What's for dinner tonight? According to an article on wired.com, "What if the next burger you ate was created in a warm, nutrient-enriched soup swirling within a bioreactor? Edible, lab-grown ground chuck that smells and tastes just like the real thing might [be] at supermarkets in just a few years, thanks to some determined meat researchers." Mmmmm, lab-grown beef. Jason Matheny, a University of Maryland doctoral student and a director of New Harvest, a nonprofit organization that funds research on in vitro meat, claims, "Cultured meat isn't natural, but neither is yogurt ... And neither, for that matter, is most of the meat we eat. Cramming 10,000 chickens in a metal shed and dosing them full of antibiotics isn't natural. I view cultured meat like hydroponic vegetables. The end product is the same, but the process used to make it is different. Consumers accept hydroponic vegetables. Would they accept hydroponic meat?" Uh, my answer is NO. How can you compare plants that grow in water instead of dirt to meat cultured from stem cells instead of farm-raised animals? That's got to be one of the creepier things I've heard, really. Imagine this: football field-size trays of cultured "meat" cells. Sounds appetizing, doesn't it?

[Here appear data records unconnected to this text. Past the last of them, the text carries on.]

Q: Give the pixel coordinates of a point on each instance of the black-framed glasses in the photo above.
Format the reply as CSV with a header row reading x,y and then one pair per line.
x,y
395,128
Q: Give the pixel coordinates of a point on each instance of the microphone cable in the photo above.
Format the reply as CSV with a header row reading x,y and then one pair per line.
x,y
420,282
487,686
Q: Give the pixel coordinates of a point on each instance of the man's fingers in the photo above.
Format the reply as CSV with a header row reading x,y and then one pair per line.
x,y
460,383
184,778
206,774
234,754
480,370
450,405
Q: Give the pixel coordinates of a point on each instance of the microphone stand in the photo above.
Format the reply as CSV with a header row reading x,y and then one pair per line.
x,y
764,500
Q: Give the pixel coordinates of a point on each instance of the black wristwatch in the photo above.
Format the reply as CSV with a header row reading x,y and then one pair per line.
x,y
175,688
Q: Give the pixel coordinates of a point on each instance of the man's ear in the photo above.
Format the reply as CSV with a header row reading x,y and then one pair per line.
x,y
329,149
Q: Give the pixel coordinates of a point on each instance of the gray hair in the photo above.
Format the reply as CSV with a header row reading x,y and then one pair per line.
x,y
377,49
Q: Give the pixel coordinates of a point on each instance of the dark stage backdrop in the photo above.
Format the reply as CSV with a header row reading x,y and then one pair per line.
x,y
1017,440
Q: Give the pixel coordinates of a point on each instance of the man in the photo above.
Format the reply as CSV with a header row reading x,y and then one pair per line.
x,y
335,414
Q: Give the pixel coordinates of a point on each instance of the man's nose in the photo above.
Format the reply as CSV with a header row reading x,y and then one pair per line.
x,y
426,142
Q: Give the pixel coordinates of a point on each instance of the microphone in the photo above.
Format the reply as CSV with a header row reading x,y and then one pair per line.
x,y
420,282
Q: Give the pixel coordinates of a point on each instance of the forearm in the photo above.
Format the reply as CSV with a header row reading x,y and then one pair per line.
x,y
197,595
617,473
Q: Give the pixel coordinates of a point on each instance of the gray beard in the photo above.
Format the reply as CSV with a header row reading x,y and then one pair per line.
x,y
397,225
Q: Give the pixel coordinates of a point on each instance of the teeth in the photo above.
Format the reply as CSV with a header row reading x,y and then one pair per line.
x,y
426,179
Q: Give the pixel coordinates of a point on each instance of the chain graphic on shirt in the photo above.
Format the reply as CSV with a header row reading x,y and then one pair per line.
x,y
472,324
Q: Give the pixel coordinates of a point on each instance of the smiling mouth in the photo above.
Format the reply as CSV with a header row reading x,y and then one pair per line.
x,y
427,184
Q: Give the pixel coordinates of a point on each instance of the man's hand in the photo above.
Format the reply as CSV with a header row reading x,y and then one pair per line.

Speaking of meat, according to an article on cnn.com, "Boca Raton Mayor Steven Abrams could barely speak between bites Tuesday as he devoured the 20-ounce, $100 hamburger billed as the "beluga caviar of sandwiches." That's right, folks, $100 hamburger. The owner of the restaurant serving this culinary delight claimed, "We've never had a hamburger on our menu here so we really wanted to go to the extreme." The exotic burger was created with beef from three continents -- American prime beef, and meat from Japanese Kobe and Argentine cattle. Next on the menu: $200 hot dog comprised of lips and assholes from endangered species around the world.

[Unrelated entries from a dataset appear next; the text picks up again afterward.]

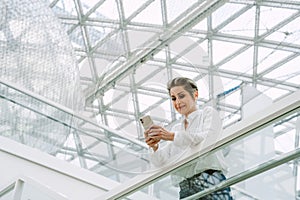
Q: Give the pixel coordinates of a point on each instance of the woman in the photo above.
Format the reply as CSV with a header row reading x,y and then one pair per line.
x,y
197,126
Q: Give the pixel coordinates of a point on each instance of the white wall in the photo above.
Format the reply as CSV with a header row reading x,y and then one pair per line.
x,y
18,160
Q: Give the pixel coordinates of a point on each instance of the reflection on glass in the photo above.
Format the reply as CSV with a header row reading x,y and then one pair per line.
x,y
255,165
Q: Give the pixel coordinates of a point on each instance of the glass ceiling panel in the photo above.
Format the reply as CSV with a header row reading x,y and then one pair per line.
x,y
126,52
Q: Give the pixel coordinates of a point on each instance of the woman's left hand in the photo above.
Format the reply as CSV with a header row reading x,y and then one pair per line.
x,y
159,133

Is that a sword in your pocket, Grandpa? According to an article on cnn.com, "A former handyman has won more than $400,000 in a lawsuit over a penile implant that gave him a 10-year erection." Charles "Chick" Lennon, 68, received the steel and plastic implant in 1996, about two years before Viagra went on the market. But according to his lawyer, "Lennon could not position his penis downward. He said he could no longer hug people, ride a bike, swim or wear bathing trunks because of the pain and embarrassment. He has become a recluse and is uncomfortable being around his grandchildren." Did he say ride a bike? Poor guy, I can't imagine not hugging my kids because of a permanent erection. Here's a list of other things I'm sure he couldn't do because of his boner:

  • An erection would make a job interview uncomfortable.
  • Sobriety test on the side of the road. He'd get two tickets, public drunkenness and lewd behavior.
  • Forget taking a leak. You ever pissed with an erection? I didn't think so.
  • How about jogging? Can't run with the flagpole up, either.
  • Meeting your future in-laws? That would be a disaster.
  • How about waiting tables? You would poke all your customers in the eye.
  • Play quarterback on a football team. Yelling "hike" takes on a new meaning.
  • Forget using power tools. You don't want to saw THAT piece of wood.